(2015年3月9日付 英フィナンシャル・タイムズ紙)

中国で全人代開幕、李首相が汚染対策重視を明言

3月5日、中国・北京の人民大会堂で開幕した第12期全人代第3回会議で演説する李克強首相を映し出した議場内の大型スクリーン〔AFPBB News

 3月5日に開幕するまで、中国全国人民代表大会(全人代、国会に相当)の年次全体会議は、例年よりは興味深いものになる見込みだった。

 もっとも、それも特に言うほどのことではないことは認めざるを得ない。

 何しろ、大半の立法措置は、175人から成る全人代常務委員会によって1年を通して行われる。

 概ね退屈な11日間の全体会議では、現在北京に集まっている2964人の「人民の代表」がさまざまな政府報告を圧倒的多数で承認し、この国を統治する中国共産党の指導部を称賛し、恐らく1つ、法制定の手続きをいじる改正「立法法」を可決するだけだろう。

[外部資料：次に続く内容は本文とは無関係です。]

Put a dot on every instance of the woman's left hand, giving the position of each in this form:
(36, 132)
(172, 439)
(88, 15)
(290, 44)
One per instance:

 だが、ここ数週間、中国政界の各方面から上がった声は、それよりはるかに活発な全人代になることを示唆していた。

開幕前は外国批判が高まっていたが・・・

 労働組合の有力者は「敵対的な外国勢力」が中国国内の労働運動に入り込んでいると警告した。人民解放軍のある将官は、昨年の香港の民主化デモは失敗した「カラー革命」に相当すると発言した。中国最高人民法院(最高裁)と教育省のトップはそろって、「西側の価値観」の有害な影響を激しく非難した。

 より具体的に言えば、外国の銀行とハイテク企業は、中国の対テロ法案と、規制当局が「安全と見なし、制御できる」コンピューターとネットワーク機器の購入を強制する新規制の潜在的影響に対して身構えている。外国の非政府組織(NGO)も同様に、まだ起草中のNGO法の影響を恐れている。

 だが、全人代の開幕から4日経った今、敵対的な外国勢力の幽霊はまだ人民大会堂に姿を見せていない。

 李克強首相は年に1度の政府活動報告で、外国勢力、特に外国企業に関して何一つ悪いことを言わなかった。李首相は外国人投資家に、市場へのアクセス拡大と、外国の人材をもっと呼び込むための措置を約束した。西側の価値観の批判に最も近かった発言は、学生が「中国の特色ある社会主義への献身を強化する」必要性に遠回しに言及したことくらいだ。